Imitating "tail -f"

I

Ivan Voras

I'm trying to simply imitate what "tail -f" does, i.e. read a file, wait
until it's appended to and process the new data, but apparently I'm
missing something.

The code is:

54 f = file(filename, "r", 1)
55 f.seek(-1000, os.SEEK_END)
56 ff = fcntl.fcntl(f.fileno(), fcntl.F_GETFL)
57 fcntl.fcntl(f.fileno(), fcntl.F_SETFL, ff | os.O_NONBLOCK)
58
59 pe = select.poll()
60 pe.register(f)
61 while True:
62 print repr(f.read())
63 print pe.poll(1000)

The problem is: poll() always returns that the fd is ready (without
waiting), but read() always returns an empty string.

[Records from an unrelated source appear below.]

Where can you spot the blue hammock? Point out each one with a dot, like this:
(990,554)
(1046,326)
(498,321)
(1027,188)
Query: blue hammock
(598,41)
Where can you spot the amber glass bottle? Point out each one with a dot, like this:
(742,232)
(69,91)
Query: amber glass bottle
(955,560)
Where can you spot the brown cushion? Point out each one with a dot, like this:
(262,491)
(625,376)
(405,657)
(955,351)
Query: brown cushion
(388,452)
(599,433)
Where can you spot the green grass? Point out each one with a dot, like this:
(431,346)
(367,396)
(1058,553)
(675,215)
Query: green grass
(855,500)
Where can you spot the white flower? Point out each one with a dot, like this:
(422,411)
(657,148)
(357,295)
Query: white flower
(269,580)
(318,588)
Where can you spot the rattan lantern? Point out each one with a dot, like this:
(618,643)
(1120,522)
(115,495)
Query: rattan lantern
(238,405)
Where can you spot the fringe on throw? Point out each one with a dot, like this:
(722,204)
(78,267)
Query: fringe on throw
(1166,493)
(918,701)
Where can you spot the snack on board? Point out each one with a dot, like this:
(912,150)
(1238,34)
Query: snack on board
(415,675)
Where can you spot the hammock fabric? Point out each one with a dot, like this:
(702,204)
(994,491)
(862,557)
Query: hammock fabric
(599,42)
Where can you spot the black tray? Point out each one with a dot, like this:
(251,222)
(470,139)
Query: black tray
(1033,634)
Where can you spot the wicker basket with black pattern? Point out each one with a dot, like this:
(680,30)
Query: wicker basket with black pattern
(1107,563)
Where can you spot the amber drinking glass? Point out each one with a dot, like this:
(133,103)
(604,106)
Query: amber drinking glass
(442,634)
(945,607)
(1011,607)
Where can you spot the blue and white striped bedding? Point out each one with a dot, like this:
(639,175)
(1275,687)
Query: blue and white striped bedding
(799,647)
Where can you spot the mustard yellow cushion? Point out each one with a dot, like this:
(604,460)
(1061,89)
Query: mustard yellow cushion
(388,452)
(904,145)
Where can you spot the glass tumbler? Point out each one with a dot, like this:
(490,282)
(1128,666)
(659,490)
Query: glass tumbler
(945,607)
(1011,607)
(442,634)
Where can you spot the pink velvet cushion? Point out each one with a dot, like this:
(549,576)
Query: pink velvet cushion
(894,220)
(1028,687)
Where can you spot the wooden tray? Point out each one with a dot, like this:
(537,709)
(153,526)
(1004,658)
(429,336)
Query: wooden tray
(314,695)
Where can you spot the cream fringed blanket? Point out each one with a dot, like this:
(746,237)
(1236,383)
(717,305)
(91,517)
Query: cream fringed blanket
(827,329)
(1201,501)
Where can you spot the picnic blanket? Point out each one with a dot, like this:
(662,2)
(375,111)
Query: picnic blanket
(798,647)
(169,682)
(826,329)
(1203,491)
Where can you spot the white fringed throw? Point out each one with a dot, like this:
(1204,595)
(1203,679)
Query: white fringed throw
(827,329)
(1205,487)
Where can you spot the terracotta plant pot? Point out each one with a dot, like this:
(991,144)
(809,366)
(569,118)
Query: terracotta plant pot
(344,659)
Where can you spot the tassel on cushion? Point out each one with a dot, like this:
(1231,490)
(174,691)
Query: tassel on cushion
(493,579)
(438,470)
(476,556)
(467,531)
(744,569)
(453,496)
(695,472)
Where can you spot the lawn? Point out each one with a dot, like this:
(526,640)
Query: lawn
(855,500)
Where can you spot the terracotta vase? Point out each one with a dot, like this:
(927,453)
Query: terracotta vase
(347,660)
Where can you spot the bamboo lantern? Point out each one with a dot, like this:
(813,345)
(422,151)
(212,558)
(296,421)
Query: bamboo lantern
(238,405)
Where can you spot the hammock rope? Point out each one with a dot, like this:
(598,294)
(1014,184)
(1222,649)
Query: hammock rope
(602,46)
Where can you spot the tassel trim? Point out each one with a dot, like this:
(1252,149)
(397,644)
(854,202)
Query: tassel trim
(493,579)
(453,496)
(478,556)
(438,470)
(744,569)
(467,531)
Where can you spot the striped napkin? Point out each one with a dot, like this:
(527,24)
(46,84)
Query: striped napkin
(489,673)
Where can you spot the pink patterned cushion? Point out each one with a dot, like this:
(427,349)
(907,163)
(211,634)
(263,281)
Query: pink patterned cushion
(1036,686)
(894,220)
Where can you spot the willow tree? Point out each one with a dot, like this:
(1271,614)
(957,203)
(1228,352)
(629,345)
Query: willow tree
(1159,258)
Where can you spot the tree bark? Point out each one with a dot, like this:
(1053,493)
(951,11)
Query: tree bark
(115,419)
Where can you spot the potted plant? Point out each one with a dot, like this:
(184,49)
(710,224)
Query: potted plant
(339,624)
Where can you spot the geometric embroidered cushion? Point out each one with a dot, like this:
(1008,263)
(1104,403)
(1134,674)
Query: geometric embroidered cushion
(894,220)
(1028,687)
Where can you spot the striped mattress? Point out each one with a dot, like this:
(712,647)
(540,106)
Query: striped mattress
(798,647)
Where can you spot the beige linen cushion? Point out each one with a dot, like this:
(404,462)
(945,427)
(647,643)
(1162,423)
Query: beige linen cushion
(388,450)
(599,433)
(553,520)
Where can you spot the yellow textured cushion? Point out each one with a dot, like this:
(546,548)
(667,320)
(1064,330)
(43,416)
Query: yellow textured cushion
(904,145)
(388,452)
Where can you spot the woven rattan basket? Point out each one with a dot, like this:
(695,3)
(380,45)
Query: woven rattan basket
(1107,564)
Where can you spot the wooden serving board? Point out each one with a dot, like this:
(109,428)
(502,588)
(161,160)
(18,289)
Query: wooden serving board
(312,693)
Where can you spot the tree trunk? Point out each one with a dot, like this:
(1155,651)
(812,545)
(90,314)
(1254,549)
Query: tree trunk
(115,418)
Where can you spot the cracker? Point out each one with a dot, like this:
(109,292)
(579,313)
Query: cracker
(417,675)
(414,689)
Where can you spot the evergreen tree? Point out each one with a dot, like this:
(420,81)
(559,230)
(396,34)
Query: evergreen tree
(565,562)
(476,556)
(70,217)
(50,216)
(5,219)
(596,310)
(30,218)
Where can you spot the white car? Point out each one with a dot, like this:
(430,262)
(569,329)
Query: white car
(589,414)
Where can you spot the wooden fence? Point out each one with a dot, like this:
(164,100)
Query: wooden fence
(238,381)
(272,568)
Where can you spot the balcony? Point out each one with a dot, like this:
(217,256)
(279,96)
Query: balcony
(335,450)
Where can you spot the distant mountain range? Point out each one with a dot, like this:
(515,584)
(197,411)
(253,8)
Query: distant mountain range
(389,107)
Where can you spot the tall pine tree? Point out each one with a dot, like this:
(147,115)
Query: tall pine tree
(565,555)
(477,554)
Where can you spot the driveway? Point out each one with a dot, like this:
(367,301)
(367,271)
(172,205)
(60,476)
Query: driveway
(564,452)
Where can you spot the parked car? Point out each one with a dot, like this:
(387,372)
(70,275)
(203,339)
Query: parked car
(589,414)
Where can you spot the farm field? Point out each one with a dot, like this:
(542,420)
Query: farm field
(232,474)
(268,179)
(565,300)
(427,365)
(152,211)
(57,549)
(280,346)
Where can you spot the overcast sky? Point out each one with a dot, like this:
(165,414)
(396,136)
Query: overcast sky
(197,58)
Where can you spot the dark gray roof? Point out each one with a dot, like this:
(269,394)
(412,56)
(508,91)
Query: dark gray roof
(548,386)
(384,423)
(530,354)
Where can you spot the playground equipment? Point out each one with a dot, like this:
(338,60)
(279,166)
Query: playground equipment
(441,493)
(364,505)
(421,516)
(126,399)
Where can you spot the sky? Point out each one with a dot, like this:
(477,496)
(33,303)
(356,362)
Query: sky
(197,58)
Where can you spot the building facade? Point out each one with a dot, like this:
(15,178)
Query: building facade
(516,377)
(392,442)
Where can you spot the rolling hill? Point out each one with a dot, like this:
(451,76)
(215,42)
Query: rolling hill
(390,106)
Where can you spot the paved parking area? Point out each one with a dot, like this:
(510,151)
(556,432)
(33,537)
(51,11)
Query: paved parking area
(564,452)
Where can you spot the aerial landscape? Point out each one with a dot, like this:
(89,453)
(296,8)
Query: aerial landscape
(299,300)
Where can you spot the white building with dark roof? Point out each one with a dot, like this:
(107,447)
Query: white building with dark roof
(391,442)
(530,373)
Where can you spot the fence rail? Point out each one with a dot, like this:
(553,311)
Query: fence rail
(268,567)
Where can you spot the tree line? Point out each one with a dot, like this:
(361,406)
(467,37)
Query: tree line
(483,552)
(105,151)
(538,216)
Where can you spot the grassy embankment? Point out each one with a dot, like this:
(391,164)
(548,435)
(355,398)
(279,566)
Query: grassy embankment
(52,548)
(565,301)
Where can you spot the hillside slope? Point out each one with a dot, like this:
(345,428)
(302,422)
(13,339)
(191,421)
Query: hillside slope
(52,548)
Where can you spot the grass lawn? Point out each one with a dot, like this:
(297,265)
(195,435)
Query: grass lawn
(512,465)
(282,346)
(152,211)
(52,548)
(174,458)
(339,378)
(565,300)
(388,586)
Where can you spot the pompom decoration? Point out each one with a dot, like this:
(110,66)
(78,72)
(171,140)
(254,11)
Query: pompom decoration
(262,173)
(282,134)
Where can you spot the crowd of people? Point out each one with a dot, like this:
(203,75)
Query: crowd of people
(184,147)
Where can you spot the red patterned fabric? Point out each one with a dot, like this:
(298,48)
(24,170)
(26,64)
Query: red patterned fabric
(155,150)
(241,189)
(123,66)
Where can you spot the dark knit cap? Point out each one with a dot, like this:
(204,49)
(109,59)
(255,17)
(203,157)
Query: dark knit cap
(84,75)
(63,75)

Actually, it
doesn't matter if I turn O_NDELAY on or off. select() does the same.

Any advice?
 
E

exarkun

I'm trying to simply imitate what "tail -f" does, i.e. read a file,
wait
until it's appended to and process the new data, but apparently I'm
missing something.

The code is:

54 f = file(filename, "r", 1)
55 f.seek(-1000, os.SEEK_END)
56 ff = fcntl.fcntl(f.fileno(), fcntl.F_GETFL)
57 fcntl.fcntl(f.fileno(), fcntl.F_SETFL, ff | os.O_NONBLOCK)
58
59 pe = select.poll()
60 pe.register(f)
61 while True:
62 print repr(f.read())
63 print pe.poll(1000)

The problem is: poll() always returns that the fd is ready (without
waiting), but read() always returns an empty string. Actually, it
doesn't matter if I turn O_NDELAY on or off. select() does the same.

Any advice?

select(), poll(), epoll, etc. all have the problem where they don't
support files (in the thing-on-a-filesystem sense) at all. They just
indicate the descriptor is readable or writeable all the time,
regardless.

"tail -f" is implemented by sleeping a little bit and then reading to
see if there's anything new.

Jean-Paul
 
W

Wolodja Wentland

I'm trying to simply imitate what "tail -f" does, i.e. read a file, wait
until it's appended to and process the new data, but apparently I'm
missing something. [..]
Any advice?

Have a look at [1], which mimics "tail -f" perfectly. It comes from a
talk by David Beazley on generators which you can find at [2] and
[3].

Enjoy!

[1] http://www.dabeaz.com/generators/follow.py
[2] http://www.dabeaz.com/generators-uk/
[3] http://www.dabeaz.com/coroutines/

--
.''`. Wolodja Wentland <[email protected]>
: :' :
`. `'` 4096R/CAF14EFC
`- 081C B7CD FF04 2BA9 94EA 36B2 8B7F 7D30 CAF1 4EFC

-----BEGIN PGP SIGNATURE-----
Version: GnuPG v1.4.10 (GNU/Linux)

iQIcBAEBCAAGBQJLCQBPAAoJEIt/fTDK8U78kTAQAMd59UQSI3kmyQErW3hcPDYN
PLuRZDS9+61aYQKLl8UuWKBaQ2dMLY5E8lV5gMPsiciyBYGADsi1FWUoe5/jasvj
xTBRALvmLYeuyAT31Veq9svxzpSUC9oMp5WEusr3igMrdvQxqD8ps33aQZkuS5XP
Ctl5bATzu3xad8AoQnmfmS8K8dqMq/Kbwt2CGfZ6QEjPRqkBOa0Jtm8H3Ku5Rvhc
23jNZGsNVTuhm4E+6VSUhv5D2Aqh+7hX1EMphJQglXwr12kXByXTyczbtrsLVUQ6
LEFLDiwA2daKYQozszp9reSkBtjMEh1TY2zCtdZk0NaRqUlVkikwQaZIHAzuC7uv
9/3AlXMm6MtmIaRLPmMVozrFhdrKDopUONff0PGrItTr9Fm/i6XDSnVdt+3PFYRf
fcWt4Ebg9xcmO1J5UmCi8idPxrjedf+Pccn3oK0XPuC1rG0gnToqHg0ihb5m1YjE
jVmT3H97mPnZjCFApGTAxBYeiaFljvGvEvdpfo2+A+DRaDcEBSeSydAsq663Y80i
FUV22zldNBLuASp0qSMIlDvWkE9g8Iz8njMXjxjF13PgO20f8IjpgV2MaJGF4zRt
NiACdpT3oTjqhl5Hcg+lhTi9TYm2DLiarR/elXaxryGE944vvACcfebRntG+KdrG
+wU80WVY1I4RpagM691f
=CXgr
-----END PGP SIGNATURE-----
 
P

Paul Rudin

Matt Nordhoff said:
Some other operating systems have similar facilities, e.g. FSEvents on OS X.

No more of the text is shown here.